Попав в Дом, построенный режиссером-педагогом Мастерской Евгением Каменьковичем и художником Владимиром Максимовым, любой гость просто обязан поскользнуться. Пол сплошь усыпан винными пробками, и фоменковские актрисы (как всегда прелестные, обворожительные etc. – нужное подчеркнуть) спотыкаются, как школьницы, впервые надевшие туфли на каблуках, – короче, так спотыкаются, что не влюбиться в них невозможно.

Фокус с пробками вряд ли придумывался как метафора, но так и хочется сказать, что чтение пьесы довольно похожий аттракцион: Шоу любил соорудить аллегорию, но по дороге к ней не упускал случая подставить читателю подножку. Аллегории с умопомрачительной скрупулезностью разъяснялись в предисловиях к пьесам; с подножками разбирайтесь сами – если хотите эти сочинения ставить, играть и смотреть.

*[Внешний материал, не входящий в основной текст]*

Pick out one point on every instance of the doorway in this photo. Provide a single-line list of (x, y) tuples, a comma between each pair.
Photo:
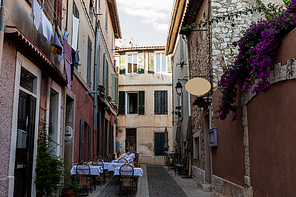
[(25, 145), (131, 140)]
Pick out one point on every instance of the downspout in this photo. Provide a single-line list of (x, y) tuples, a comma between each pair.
[(96, 60), (2, 27)]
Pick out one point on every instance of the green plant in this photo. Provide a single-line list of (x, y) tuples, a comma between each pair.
[(50, 168)]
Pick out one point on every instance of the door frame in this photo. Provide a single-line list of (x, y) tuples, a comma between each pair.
[(22, 61)]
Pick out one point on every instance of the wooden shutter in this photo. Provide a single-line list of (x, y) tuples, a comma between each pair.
[(89, 141), (104, 71), (141, 102), (159, 142), (151, 62), (121, 109), (141, 64), (89, 62), (81, 141), (160, 102), (122, 63)]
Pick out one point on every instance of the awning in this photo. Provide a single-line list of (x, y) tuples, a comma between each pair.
[(34, 54)]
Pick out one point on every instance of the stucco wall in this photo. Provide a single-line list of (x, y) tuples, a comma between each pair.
[(84, 110), (228, 156), (271, 138), (7, 80)]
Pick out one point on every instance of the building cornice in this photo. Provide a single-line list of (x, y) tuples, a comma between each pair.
[(114, 18)]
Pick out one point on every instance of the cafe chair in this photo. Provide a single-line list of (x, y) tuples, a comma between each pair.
[(126, 175), (84, 176), (122, 160)]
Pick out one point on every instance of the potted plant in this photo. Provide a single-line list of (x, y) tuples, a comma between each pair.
[(70, 189)]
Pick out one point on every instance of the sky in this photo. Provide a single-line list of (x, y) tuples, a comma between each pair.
[(146, 21)]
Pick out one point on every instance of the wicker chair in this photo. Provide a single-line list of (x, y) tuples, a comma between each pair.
[(126, 178), (84, 176), (122, 160)]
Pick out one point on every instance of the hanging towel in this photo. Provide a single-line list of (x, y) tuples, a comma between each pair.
[(75, 33), (66, 36), (36, 14), (75, 57), (68, 62), (47, 30)]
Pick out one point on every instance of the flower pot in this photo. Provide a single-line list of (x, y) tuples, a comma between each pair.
[(69, 193)]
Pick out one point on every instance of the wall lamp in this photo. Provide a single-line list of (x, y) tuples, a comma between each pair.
[(198, 85)]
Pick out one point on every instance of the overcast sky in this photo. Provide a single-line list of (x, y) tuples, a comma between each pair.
[(147, 21)]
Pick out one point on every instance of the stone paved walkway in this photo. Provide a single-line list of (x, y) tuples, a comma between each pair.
[(161, 184), (157, 181)]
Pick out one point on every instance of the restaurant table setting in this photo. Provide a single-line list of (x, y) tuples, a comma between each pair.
[(137, 171), (94, 170)]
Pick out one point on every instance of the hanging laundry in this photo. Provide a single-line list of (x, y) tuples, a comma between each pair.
[(58, 40), (68, 62), (47, 30), (66, 36), (75, 57), (75, 33), (36, 14)]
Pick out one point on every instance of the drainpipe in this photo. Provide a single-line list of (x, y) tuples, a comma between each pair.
[(96, 59), (2, 26)]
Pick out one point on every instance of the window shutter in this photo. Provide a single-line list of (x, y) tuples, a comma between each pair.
[(151, 62), (121, 109), (159, 141), (116, 90), (122, 63), (89, 141), (104, 71), (141, 102), (89, 62), (81, 141), (113, 86), (141, 64)]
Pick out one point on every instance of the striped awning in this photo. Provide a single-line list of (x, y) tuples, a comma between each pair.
[(34, 54)]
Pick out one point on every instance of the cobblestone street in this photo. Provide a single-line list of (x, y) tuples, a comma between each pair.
[(157, 181)]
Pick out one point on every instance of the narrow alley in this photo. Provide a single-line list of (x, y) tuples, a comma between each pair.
[(157, 181)]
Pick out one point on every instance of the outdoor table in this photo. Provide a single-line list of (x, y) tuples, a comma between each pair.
[(94, 170), (111, 166), (137, 171)]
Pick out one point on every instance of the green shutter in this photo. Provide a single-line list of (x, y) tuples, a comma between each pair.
[(141, 102), (116, 90), (151, 62), (122, 63), (141, 67), (121, 109), (159, 141)]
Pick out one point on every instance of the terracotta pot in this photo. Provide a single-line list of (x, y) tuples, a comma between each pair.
[(69, 192)]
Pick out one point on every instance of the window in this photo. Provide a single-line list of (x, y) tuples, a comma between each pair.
[(160, 102), (132, 63), (160, 62), (106, 20), (159, 141), (131, 102)]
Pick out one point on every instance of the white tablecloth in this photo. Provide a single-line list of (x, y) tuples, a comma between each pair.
[(111, 166), (94, 170), (137, 171)]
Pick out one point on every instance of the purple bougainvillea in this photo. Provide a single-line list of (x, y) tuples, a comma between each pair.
[(256, 48)]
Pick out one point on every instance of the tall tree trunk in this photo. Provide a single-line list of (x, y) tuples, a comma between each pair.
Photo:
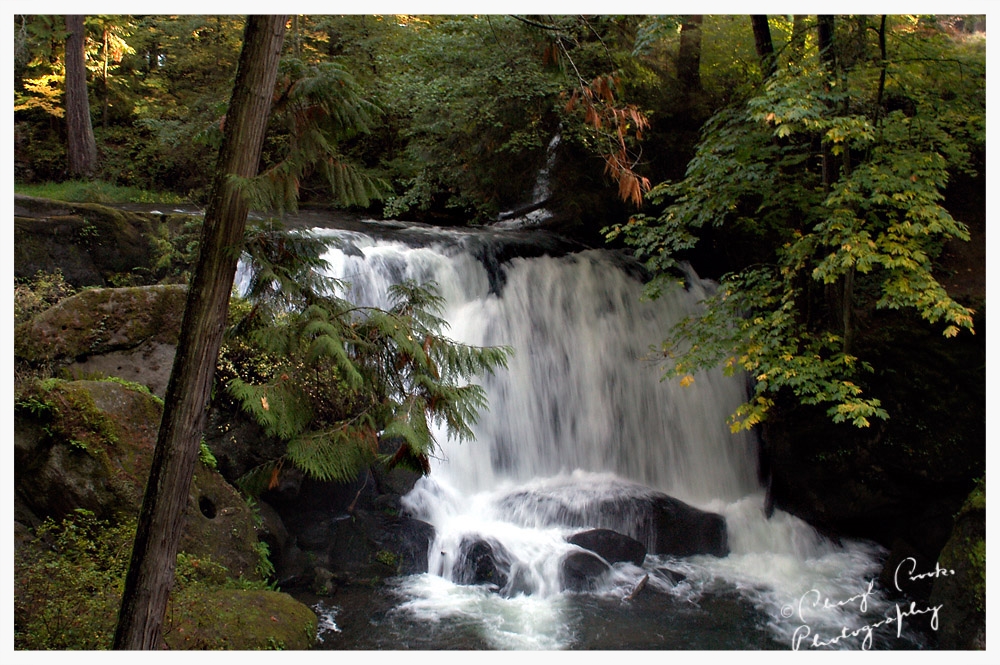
[(797, 41), (151, 570), (689, 54), (829, 62), (763, 44), (824, 26), (81, 146)]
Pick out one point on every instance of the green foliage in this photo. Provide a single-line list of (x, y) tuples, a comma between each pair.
[(331, 379), (206, 457), (470, 105), (68, 590), (41, 292), (320, 106), (69, 576), (67, 414), (879, 221), (94, 191)]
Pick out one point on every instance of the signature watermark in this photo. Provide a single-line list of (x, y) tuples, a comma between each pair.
[(814, 601)]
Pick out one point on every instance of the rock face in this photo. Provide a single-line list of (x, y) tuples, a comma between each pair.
[(962, 592), (89, 444), (660, 523), (582, 571), (482, 561), (130, 333), (91, 244), (611, 546), (336, 533)]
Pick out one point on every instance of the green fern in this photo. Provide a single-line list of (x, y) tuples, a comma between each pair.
[(342, 378)]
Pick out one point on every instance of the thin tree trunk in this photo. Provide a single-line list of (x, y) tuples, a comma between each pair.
[(689, 54), (797, 41), (81, 147), (104, 111), (151, 570), (763, 44)]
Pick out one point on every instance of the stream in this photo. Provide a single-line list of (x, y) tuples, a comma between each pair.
[(580, 418)]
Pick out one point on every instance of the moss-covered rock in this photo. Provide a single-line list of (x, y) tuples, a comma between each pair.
[(962, 594), (92, 244), (89, 444), (97, 321), (240, 620), (130, 333)]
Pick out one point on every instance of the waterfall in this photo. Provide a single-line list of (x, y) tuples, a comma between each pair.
[(534, 212), (582, 414)]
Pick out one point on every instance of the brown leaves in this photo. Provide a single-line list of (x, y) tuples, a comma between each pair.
[(615, 124)]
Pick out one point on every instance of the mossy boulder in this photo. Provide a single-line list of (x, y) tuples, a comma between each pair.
[(89, 444), (130, 333), (241, 620), (962, 594), (92, 244)]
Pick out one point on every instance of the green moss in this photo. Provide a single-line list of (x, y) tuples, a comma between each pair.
[(388, 558), (68, 590), (79, 191), (976, 499), (68, 413), (977, 559)]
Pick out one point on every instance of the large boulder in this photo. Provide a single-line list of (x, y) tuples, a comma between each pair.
[(482, 561), (130, 333), (610, 545), (582, 571), (961, 589), (661, 523), (89, 445), (92, 244), (243, 620)]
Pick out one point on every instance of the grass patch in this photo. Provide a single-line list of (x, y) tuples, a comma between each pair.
[(94, 191)]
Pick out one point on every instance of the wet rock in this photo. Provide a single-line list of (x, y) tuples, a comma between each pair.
[(582, 571), (612, 546), (663, 524), (482, 561)]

Насчет Дома, где разбиваются сердца, автор охотно сообщает, что это “культурная, праздная Европа перед войной” (пьеса начата в 1913 г., дописана в 1917-м). Насчет обитателей Дома замечает, что в них много общего с персонажами Чехова: “такие же милые люди, та же крайняя пустота”.

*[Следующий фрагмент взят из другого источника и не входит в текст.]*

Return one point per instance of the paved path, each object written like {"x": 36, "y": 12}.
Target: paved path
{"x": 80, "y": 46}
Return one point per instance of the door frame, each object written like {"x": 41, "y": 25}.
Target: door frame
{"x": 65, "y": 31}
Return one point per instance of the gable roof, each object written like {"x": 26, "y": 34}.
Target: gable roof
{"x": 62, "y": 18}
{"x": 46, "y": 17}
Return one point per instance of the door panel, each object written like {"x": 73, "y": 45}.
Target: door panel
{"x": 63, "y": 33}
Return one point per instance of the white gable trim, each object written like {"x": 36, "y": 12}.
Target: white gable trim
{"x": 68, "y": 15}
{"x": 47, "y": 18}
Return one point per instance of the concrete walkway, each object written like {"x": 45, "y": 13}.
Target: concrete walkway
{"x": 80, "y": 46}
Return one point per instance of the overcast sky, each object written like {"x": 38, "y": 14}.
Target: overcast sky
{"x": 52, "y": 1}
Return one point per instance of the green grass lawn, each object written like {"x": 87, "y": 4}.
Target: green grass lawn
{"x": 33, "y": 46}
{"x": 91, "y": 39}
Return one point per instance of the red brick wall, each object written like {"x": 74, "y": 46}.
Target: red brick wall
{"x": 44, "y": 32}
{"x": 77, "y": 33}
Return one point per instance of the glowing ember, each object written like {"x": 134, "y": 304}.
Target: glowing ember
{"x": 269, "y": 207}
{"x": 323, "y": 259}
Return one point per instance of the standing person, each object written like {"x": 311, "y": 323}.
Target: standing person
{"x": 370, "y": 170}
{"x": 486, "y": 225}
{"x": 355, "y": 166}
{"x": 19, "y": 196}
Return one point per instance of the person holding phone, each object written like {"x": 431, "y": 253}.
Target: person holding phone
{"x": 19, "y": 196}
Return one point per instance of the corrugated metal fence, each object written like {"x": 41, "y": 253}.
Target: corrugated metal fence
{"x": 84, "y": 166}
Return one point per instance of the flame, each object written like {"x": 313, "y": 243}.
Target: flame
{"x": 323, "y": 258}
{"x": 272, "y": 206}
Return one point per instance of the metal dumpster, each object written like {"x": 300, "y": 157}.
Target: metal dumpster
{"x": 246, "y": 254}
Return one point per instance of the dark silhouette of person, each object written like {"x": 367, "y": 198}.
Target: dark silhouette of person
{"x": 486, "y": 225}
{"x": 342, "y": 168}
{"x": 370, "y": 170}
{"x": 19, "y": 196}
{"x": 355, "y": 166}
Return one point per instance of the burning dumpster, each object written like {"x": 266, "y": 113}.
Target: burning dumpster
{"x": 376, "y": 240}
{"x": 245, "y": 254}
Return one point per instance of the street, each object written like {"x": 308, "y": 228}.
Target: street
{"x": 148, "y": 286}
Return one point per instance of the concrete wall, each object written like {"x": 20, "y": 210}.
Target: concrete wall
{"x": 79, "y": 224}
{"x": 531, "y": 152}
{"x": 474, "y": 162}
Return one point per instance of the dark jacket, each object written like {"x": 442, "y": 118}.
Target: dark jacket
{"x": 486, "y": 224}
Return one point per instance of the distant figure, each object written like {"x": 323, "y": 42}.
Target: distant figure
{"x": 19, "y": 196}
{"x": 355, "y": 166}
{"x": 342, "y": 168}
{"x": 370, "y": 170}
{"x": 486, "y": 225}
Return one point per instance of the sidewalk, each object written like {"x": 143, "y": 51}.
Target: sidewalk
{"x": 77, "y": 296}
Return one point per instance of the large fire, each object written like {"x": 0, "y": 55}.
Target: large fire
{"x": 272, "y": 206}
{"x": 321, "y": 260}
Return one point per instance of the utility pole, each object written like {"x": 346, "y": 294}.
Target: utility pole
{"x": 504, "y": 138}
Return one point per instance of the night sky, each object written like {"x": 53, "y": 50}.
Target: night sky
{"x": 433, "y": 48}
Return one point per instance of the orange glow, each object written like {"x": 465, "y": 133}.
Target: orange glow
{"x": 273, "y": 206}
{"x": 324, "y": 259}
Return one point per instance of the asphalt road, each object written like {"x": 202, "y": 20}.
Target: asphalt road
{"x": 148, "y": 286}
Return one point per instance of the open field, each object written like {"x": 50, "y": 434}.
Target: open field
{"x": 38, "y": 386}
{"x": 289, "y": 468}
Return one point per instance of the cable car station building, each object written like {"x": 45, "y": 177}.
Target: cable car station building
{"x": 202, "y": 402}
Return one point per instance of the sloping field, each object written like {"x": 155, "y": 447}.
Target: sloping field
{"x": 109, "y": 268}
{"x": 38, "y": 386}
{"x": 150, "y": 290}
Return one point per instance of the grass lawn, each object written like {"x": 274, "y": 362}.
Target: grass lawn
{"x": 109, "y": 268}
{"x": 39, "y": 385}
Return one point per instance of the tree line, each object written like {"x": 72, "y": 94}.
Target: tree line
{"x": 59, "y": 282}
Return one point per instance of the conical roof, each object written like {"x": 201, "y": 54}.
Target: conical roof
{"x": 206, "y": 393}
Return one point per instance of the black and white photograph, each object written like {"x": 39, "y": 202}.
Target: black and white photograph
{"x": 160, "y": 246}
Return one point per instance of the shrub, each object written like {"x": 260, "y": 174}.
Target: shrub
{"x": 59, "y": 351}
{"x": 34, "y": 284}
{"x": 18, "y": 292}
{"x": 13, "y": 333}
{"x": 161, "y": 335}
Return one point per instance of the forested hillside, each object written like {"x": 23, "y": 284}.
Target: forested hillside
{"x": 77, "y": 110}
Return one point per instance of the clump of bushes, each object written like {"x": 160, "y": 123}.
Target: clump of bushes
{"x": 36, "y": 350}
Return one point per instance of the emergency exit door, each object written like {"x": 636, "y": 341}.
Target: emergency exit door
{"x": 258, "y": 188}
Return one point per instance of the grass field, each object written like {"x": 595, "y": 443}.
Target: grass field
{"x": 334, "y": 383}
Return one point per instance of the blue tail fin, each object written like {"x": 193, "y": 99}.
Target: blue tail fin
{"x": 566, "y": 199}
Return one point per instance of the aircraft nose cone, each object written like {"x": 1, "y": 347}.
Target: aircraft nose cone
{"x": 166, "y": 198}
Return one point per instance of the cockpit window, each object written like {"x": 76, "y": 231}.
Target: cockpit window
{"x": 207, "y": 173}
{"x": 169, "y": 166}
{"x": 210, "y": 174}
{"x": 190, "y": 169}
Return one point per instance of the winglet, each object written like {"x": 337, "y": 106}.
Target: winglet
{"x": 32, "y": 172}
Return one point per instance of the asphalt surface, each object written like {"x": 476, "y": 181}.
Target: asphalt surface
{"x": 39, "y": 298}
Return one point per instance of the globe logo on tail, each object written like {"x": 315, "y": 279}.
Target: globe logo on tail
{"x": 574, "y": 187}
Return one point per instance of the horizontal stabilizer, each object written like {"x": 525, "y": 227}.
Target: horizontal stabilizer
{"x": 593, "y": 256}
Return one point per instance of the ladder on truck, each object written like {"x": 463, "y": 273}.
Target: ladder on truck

Мастерской П. Фоменко никак не откажешь в репертуарной логике – нынешний сезон начался с “Трех сестер”. Не откажешь и в постоянстве темы: идея Дома, почти списанная театральной историей в архив, для Мастерской остается одной из важнейших основ жизни – ученики Петра Фоменко никогда не боялись выглядеть чуть старомодными, и это стало органической частью их обаяния. Кроме прочего, это значит, что все события внешнего мира в Мастерской всегда воспринимались изнутри, сквозь стены театра-дома. И, если нам решили сообщить, что стены вот-вот задрожат, лучшего вестника, чем Бернард Шоу, пожалуй, и в самом деле было не найти. Недаром с Чеховым, чьи пьесы за 100 лет поддались коррозии куда меньше сочинений британского драматурга, Мастерской пришлось труднее.

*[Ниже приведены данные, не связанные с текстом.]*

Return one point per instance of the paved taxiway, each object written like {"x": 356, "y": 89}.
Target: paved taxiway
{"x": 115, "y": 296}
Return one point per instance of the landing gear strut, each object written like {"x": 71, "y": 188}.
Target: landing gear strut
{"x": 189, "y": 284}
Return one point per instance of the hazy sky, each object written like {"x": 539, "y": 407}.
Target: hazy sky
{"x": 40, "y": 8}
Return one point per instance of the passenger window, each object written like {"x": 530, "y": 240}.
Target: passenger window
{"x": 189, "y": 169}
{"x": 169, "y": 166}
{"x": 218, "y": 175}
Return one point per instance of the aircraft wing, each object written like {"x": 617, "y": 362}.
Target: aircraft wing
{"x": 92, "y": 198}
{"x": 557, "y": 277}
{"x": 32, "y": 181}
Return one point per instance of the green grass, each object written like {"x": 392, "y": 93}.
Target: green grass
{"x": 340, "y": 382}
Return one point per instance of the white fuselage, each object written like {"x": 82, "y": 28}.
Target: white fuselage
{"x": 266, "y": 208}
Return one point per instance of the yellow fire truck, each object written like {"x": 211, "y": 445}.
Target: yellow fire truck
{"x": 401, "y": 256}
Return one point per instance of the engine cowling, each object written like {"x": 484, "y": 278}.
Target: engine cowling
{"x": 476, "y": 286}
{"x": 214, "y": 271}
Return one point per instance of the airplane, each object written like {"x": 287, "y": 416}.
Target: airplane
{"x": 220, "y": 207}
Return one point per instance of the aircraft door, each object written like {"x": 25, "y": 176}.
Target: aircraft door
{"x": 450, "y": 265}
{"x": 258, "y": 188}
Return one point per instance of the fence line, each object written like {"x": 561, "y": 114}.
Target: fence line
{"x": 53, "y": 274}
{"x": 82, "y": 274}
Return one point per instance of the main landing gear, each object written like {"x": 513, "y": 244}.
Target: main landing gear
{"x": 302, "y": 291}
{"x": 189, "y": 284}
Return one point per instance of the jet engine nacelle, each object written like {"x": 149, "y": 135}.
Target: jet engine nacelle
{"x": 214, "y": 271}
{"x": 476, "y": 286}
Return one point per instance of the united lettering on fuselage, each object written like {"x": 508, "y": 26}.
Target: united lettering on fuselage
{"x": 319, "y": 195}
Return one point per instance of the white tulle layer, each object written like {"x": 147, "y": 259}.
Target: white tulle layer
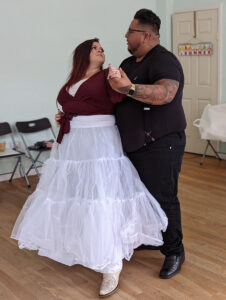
{"x": 89, "y": 207}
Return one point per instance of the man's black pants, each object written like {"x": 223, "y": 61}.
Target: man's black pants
{"x": 159, "y": 165}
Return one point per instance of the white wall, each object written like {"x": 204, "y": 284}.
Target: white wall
{"x": 37, "y": 40}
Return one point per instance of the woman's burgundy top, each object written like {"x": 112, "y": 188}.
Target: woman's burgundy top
{"x": 94, "y": 97}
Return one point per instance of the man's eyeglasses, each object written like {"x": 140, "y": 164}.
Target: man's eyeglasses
{"x": 130, "y": 30}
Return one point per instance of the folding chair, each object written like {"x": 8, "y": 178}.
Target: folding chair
{"x": 13, "y": 153}
{"x": 29, "y": 127}
{"x": 204, "y": 154}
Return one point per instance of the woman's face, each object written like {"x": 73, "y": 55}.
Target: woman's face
{"x": 97, "y": 54}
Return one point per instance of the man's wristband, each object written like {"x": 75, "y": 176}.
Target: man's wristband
{"x": 131, "y": 90}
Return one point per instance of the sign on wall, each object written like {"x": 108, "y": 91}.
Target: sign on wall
{"x": 195, "y": 49}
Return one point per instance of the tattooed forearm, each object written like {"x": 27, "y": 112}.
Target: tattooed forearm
{"x": 160, "y": 93}
{"x": 124, "y": 89}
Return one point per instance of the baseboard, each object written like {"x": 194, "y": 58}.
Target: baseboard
{"x": 6, "y": 177}
{"x": 222, "y": 156}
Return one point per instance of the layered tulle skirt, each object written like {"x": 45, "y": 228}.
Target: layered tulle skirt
{"x": 90, "y": 206}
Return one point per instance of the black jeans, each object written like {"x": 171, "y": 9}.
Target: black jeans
{"x": 159, "y": 165}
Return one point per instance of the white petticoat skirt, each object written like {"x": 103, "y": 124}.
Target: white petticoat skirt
{"x": 90, "y": 206}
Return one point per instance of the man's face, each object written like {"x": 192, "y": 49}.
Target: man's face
{"x": 135, "y": 36}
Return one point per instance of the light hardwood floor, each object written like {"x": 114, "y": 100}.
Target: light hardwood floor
{"x": 202, "y": 191}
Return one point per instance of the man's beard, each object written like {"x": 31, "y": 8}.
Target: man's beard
{"x": 132, "y": 51}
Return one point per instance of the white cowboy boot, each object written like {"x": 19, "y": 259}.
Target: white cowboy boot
{"x": 109, "y": 284}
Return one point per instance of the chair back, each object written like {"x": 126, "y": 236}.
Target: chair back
{"x": 5, "y": 128}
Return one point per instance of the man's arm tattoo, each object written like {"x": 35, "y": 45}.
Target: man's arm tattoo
{"x": 160, "y": 93}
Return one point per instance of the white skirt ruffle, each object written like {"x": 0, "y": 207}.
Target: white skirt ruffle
{"x": 90, "y": 206}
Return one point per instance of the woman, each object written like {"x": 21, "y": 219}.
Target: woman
{"x": 89, "y": 207}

Игра, затеянная Каменьковичем с текстом о закате Европы, увлекательна и безупречно культурна. Придуманный Шоу дом-корабль старого капитана Шотовера превратился в удобную двухъярусную декорацию с остроумными деталями вроде штурвала, который служит подъемником для бутылок с ромом. Над зрителями первого ряда угрожающе нависло массивное украшение корабельного носа – деревянная фигура с глупым выражением лица: в финальной сцене бомбежки этот символический истукан, разумеется, со скрипом накренится. Музыкально история зарифмована с двумя фильмами – “И корабль плывет...” Федерико Феллини (еще одной непотопляемой аллегорией ХХ в.) и недавней картиной Вонг Кар-Вая “2046” (в которой звон разбившихся сердец звучит гонконгским эхом европейских рефлексий). К тому же шкафчику ассоциаций, наверное, отсылают и костюмы Светланы Калининой, обилием шелка и яркими цветами напоминающие разом что-то оперное и что-то восточное.

Рифма иного рода – Шекспир, о которого Шоу затупил немало перьев. Линия с “Наполеоном промышленности” Боссом Менгеном (Максим Литовченко) выглядит в спектакле парафразом истории Мальволио из “Двенадцатой ночи” (Каменькович, кстати, когда-то ставил эту пьесу в Мастерской).

За всеми этими играми нетрудно потерять весь пафос Бернарда Шоу, но, может, оно и к лучшему. В конце концов, в этом спектакле интереснее следить не за тем, куда в следующий момент уткнется саркастический палец драматурга, а за тем, например, как обольстительность Полины Кутеповой оттеняет насмешливую резкость Натальи Курдюбовой. Как смело и точно ведет свою роль Наталья Мартынова, чей сценический опыт пока не больше, чем жизненный опыт ее героини – самой младшей из обитателей Дома. Ну и насколько выразительна фигура капитана Шотовера, даже когда играющий его Карен Бадалов поворачивается к залу спиной.

В фигуре этой чувствуется разом ирония и занудство писателя Бернарда Шоу, а сверх того еще что-то комически пиратское. Словом, йо-хо-хо и бутылка рома.